Aurecon
- Company type: Private, owned in trust
- Industry: Engineering, Design and Business Consultation
- Predecessor: Africon Connell Wagner Ninham Shand
- Founded: 2009
- Headquarters: Docklands, Victoria, Australia
- Key people: Louise Adams (civil engineer), CEO; Giam Swiegers, Non-Executive Chairman; Scott Powell, COO;
- Revenue: A$1.06 billion (2020)
- Net income: A$64.5 million
- Number of employees: 6,500+
- Website: www.aurecongroup.com

= Aurecon =

Multinational construction and civil engineering company

Aurecon Group Pty Ltd is an Australian engineering, project management and consulting company based in Docklands, Victoria, with operations in Australia, New Zealand and Southeast Asia.

== History ==

Formed through the merger of three engineering consultancies, Africon, Connell Wagner and Ninham Shand. Aurecon has over 6,500 staff members. The company operates in 28 countries across Africa, Asia-Pacific and the Middle East.
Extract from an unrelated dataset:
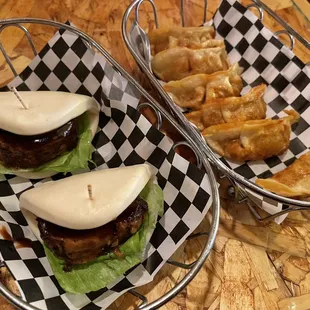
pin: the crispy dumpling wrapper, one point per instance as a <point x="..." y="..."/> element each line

Africon was formed in 1935. The original business, Van Wyk en Louw Consulting, grew as one of the 'top 5' engineering consulting firms under apartheid, winning lucrative government contracts including management of 'townships' before changing its name to Africon during South Africa's transformation to democracy. At the time of the merger, Africon was ranked amongst the world’s top 200 international design firms and was South Africa’s largest engineering company. The organisation operated in both the public and private sectors within the fields of transportation, property, municipal services, energy and mining.

Connell Wagner, founded in 1989 after the merger of John Connell's Connell Group and Eric Wagner's MacDonald Wagner, was one of Asia Pacific’s largest multi-disciplinary engineering consultancies, with a history spanning more than 75 years. The firm provided a broad range of professional technical services across several market sectors, namely buildings, industrial, transportation, urban development, water, international development, environment, energy, telecommunications and defence.
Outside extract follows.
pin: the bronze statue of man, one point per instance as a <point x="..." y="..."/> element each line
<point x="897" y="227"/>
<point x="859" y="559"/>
Established by Ninham Shand in 1935, Ninham Shand was one of South Africa’s leading, privately owned companies of consulting engineers and environmental scientists. The organisation offered consulting services in areas including water resources and supply, heavy engineering, purification, infrastructure services, structures and buildings, transportation and roads, and environmental science.

In October 2019, Aurecon decided to demerge its African business.